The predicate of the field
Cardinality (single or multiple-valued)
Range or datatype

Adding a Field

Once that’s identified, go to the relevant class and add a property as follows. Here’s an example of the type property of HRI_Dataset:

type: List[AnyHttpUrl] = Field(
    default=None,
    description="The nature or genre of the resource. HRI recommended",
    rdf_term=DCTERMS.type,
    rdf_type="uri")

At Line 1, we see type, which is the name of the property. Its range is an AnyHttpUrl, which is a helper for any URL. Other examples of this are LiteralField or sometimes even classes like Agent or VCard. It is multi-valued because it’s in a List. If the maximum cardinality is one, it should not be in a List.

At Line 2, default=None indicates the field is optional and by default undefined. Leave this line out for mandatory fields.

At Line 3, we have a human-readable description of the field.

At Line 4, we define the predicate. In this case, it’s dcterms:type. Some common namespaces, like DCTERMS and DCAT, are imported by default. A full URI can also be defined, for example with URIRef("http://example.com/range#property").

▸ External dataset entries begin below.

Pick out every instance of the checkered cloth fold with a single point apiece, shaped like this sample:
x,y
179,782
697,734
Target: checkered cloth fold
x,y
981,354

At Line 5, we define the RDF type. There are many possible values here, such as rdfs_literal, xsd:string, or uri. It’s recommended to take a look at other properties to understand what is necessary here.

Once this is done, the JSON and YAML schemas need to be re-generated. For the HRIDataset class, this can be done by running the following command:

hatch run python sempyro/hri_dcat/hri_dataset

FAIR Data Point

For the technical point of view, updating the appropriate SHACL shapes allows for adding of fields.

Steps to Add a Field in FDP:

In the FDP, log in as an admin user and go to the Metadata schemas option.
Select the resource to update (e.g. Catalog).
In the Form Definition textarea, add a new entry in the list of sh:property values. For example:

[
  sh:path my:new-property ;      # the predicate IRI
  sh:nodeKind sh:Literal ;       # the value type
  sh:minCount 1 ;                # cardinality
  dash:viewer dash:LiteralViewer ;  # UI hint for displaying
  dash:editor dash:TextFieldEditor ; # UI hint for editing
]

Click Save if this is a draft and needs further work, or Save and release if the work is done.
Add a description and select a version number.
Click Release.

Discovery Service

The Dataset Discovery service requires two parts to be updated: the OpenAPI definitions and the mapping.

OpenAPI Definition

Two definitions need to be updated, both located in the src/main/openapi folder:

ckan.yaml: This file contains the API returned by CKAN. Based on this YAML, Java classes are automatically generated corresponding to the API definition. For adding a field to a Dataset, the primary change will likely be in the CkanPackage definition. See the examples there on how to add a property.
discovery.yaml: This file defines what the Discovery service should return. You can make this definition whatever you want it to be—it does not have to correspond one-to-one with CKAN. To add a property here, modify the RetrievedDataset definition. Again, see the examples in the file.

Mapping

Once you have changed the definitions, follow these steps:

Run the following command:

mvn clean compile
The command will probably generate a bunch of errors, but will regenerate the classes reflecting the OpenAPI objects

2. Add the mapping between the CKAN and Discovery service fields. The main place you want to look is most likely `src/main/java/io/github/genomicdatainfrastructure/discovery/utils/PackageShowMapper.java`, and modify the `RetrievedDatasetBuilder` See the code there on examples on how to map fields.
3. Update test cases, they are found in `src/test/java/io/github/genomicdatainfrastructure/discovery/services/PackageShowMapperTest.java`. Make sure to update 1. empty dataset examples 2. filled examples. You'll need to update both the `CkanPackage` objects (which reflects the CKAN API output) as well as the expected output, which is in the form of a `RetrievedDataset`.
4. Finally, test using both automatic testing `mvn test`, as well as run the package (`mvn compile quarkus:dev`) and check with Postman if mapping and output is as expected.